German Americans were the largest group of immigrants during the 19th century, outnumbering both English and Irish immigrants, making German Americans the largest ethnic group in the United States today. [4]

The immigrants were as diverse as Germany itself, except that very few aristocrats or upper middle class businessmen arrived. For example, consider Texas, with about 20,000 German Texans in the 1850s[2]:

The Germans who settled Texas were diverse in many ways. They included peasant farmers and intellectuals; Protestants, Catholics, Jews, and atheists; Prussians, Saxons, Hessians, and Alsatians; abolitionists and slaveowners; farmers and townsfolk; frugal, honest folk and ax murderers.

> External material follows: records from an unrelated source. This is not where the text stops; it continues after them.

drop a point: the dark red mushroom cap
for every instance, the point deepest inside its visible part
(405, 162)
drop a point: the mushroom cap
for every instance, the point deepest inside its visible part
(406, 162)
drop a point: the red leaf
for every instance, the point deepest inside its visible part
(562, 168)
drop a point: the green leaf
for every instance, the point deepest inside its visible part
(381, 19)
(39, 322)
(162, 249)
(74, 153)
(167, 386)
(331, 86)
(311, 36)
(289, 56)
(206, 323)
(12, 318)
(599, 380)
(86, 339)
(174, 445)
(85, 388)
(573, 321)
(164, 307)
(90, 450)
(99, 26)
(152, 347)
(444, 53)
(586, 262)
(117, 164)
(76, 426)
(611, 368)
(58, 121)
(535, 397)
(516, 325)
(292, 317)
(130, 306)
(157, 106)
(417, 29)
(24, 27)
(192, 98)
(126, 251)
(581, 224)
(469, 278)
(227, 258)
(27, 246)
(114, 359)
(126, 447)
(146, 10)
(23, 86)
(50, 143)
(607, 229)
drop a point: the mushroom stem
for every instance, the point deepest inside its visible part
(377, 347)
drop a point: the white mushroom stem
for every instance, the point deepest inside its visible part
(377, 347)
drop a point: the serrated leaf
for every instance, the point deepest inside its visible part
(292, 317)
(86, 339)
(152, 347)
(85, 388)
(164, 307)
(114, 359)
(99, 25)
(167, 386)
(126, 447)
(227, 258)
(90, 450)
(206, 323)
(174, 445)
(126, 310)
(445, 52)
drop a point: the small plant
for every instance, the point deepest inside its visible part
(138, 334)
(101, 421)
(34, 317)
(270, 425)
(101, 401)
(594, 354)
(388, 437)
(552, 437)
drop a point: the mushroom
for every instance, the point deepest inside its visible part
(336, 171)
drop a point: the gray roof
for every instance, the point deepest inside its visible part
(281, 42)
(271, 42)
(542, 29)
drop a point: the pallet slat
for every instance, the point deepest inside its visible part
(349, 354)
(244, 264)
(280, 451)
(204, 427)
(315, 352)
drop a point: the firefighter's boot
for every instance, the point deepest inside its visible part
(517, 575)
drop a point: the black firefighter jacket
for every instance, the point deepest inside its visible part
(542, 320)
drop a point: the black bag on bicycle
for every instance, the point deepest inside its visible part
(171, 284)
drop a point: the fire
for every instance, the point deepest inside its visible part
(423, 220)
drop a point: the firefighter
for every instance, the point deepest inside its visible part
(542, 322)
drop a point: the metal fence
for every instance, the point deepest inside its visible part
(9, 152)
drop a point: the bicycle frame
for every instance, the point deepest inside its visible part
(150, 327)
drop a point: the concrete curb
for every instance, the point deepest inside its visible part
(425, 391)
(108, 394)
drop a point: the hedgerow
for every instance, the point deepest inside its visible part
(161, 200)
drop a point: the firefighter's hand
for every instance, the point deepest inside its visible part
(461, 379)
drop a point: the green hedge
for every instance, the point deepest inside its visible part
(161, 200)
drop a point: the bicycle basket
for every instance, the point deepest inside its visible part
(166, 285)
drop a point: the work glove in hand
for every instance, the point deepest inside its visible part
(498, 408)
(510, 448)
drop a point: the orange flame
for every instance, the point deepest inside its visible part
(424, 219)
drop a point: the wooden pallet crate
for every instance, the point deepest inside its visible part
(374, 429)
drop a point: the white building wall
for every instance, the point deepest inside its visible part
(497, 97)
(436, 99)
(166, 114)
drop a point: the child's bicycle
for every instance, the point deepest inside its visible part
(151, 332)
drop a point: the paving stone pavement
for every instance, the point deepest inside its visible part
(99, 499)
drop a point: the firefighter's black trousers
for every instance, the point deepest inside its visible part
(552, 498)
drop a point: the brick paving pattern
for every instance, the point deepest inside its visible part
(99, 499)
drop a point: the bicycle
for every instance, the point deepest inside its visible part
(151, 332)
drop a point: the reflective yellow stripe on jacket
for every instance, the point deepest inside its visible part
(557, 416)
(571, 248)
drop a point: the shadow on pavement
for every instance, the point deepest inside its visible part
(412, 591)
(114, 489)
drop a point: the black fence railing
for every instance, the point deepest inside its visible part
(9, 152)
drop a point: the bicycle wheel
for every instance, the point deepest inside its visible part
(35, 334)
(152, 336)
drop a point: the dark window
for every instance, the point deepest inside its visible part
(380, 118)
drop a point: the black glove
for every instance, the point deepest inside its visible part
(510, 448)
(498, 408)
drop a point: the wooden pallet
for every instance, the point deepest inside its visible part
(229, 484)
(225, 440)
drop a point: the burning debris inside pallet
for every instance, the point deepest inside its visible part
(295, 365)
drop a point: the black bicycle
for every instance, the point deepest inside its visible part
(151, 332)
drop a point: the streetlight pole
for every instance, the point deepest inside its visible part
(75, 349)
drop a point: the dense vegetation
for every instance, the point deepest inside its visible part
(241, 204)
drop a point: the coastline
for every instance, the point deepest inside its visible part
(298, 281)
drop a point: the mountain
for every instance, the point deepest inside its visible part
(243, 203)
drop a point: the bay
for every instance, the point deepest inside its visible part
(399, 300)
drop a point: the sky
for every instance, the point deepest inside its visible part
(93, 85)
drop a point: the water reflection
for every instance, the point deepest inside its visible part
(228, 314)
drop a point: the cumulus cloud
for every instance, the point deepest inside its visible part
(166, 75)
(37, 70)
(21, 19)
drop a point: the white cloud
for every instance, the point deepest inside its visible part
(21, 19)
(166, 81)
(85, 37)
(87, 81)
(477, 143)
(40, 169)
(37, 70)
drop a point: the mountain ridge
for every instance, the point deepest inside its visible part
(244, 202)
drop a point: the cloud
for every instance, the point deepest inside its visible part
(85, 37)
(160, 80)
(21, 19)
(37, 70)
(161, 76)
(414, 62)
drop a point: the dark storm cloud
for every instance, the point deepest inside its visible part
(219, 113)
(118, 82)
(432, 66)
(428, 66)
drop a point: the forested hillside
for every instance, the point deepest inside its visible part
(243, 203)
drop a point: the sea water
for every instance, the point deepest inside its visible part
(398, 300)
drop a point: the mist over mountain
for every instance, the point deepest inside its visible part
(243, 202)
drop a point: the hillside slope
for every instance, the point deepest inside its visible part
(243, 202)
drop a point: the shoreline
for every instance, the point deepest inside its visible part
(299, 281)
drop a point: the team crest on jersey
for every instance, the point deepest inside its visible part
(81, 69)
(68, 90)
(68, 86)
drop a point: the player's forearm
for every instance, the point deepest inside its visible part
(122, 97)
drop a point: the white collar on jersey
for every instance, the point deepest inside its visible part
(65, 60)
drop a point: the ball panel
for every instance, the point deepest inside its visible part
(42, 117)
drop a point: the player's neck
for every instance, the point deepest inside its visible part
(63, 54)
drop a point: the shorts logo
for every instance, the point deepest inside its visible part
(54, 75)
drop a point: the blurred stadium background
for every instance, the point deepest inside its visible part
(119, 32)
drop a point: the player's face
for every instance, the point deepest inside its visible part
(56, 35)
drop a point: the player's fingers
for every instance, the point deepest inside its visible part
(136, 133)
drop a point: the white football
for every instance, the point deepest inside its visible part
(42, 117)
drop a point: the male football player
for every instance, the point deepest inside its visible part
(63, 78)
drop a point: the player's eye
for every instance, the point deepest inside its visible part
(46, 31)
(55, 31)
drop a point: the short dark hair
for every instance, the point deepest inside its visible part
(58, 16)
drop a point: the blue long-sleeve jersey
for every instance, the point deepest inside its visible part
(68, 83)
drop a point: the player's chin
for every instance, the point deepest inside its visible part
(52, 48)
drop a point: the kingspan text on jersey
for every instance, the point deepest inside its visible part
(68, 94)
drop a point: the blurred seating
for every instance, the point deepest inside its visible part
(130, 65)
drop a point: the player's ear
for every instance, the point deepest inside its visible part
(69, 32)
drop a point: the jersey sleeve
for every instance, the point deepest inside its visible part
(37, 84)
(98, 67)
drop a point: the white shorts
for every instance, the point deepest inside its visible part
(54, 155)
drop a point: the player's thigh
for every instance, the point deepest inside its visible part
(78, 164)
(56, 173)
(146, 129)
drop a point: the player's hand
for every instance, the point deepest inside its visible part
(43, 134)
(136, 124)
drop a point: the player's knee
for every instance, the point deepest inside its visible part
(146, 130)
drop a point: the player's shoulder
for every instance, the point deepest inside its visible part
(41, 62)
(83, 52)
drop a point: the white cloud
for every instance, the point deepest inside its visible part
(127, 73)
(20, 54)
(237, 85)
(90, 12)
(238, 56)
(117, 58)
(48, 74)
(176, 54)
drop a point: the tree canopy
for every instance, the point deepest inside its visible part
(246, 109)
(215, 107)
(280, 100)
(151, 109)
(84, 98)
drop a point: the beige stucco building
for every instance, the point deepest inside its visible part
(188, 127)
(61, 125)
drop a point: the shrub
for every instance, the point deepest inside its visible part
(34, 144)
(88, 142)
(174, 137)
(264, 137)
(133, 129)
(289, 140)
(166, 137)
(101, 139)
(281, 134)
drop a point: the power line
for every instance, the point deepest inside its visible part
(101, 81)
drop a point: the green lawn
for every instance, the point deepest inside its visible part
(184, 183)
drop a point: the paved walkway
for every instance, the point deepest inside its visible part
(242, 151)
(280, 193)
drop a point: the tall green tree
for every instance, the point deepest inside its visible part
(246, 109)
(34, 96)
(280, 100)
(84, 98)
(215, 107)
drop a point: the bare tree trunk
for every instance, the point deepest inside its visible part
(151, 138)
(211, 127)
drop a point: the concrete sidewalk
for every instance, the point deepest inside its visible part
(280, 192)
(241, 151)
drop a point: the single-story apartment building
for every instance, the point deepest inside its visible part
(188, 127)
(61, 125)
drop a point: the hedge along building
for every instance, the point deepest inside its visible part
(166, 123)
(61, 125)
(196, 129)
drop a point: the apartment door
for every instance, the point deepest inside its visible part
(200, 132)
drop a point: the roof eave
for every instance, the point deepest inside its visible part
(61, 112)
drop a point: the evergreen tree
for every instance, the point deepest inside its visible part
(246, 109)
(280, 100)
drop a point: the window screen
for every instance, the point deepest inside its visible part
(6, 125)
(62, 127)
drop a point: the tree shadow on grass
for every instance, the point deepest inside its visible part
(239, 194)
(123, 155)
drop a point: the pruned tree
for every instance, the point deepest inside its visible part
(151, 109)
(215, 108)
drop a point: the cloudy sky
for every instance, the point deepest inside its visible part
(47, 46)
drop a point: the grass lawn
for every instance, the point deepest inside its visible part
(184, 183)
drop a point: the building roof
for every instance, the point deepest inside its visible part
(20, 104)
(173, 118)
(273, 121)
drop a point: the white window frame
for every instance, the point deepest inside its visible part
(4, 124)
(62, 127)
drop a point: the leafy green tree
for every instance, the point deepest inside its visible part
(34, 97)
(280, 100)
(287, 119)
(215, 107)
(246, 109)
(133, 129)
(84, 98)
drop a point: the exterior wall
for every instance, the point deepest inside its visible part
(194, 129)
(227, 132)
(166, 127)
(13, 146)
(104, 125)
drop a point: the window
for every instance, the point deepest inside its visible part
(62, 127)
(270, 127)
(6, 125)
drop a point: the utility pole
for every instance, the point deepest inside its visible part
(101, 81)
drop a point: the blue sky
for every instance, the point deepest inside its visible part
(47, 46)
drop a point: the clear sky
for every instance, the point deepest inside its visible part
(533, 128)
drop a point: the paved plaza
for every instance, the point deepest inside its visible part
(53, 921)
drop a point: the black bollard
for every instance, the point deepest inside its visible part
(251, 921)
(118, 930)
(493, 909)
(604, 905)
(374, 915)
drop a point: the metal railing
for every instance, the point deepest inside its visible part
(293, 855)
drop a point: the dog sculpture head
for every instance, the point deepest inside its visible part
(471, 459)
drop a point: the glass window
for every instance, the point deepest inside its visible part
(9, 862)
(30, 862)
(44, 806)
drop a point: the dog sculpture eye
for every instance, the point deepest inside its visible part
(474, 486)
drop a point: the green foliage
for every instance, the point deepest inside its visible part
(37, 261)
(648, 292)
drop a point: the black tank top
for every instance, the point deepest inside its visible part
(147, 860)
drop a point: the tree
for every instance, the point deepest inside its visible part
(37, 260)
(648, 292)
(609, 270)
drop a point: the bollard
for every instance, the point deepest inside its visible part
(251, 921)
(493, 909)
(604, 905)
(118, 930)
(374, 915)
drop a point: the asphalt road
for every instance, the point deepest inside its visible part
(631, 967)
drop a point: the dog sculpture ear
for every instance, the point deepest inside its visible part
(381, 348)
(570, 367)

They differed in dialect, customs, and physical features. A majority had been farmers in Germany, and most arrived seeking economic opportunities. A few dissident intellectuals fleeing the 1848 revolutions sought political freedom, but few, save perhaps the Wends, went for religious freedom. The German settlements in Texas reflected their diversity. Even in the confined area of the Hill Country, each valley offered a different kind of German. The Llano valley had stern, teetotaling German Methodists, who renounced dancing and fraternal organizations; the Pedernales valley had fun-loving, hardworking Lutherans and Catholics who enjoyed drinking and dancing; and the Guadalupe valley had atheist Germans descended from intellectual political refugees. The scattered German ethnic islands were also diverse. These small enclaves included Lindsay in Cooke County, largely Westphalian Catholic; Waka in Ochiltree County, Midwestern Mennonite; Hurnville in Clay County, Russian German Baptist; and Lockett in Wilbarger County, Wendish Lutheran.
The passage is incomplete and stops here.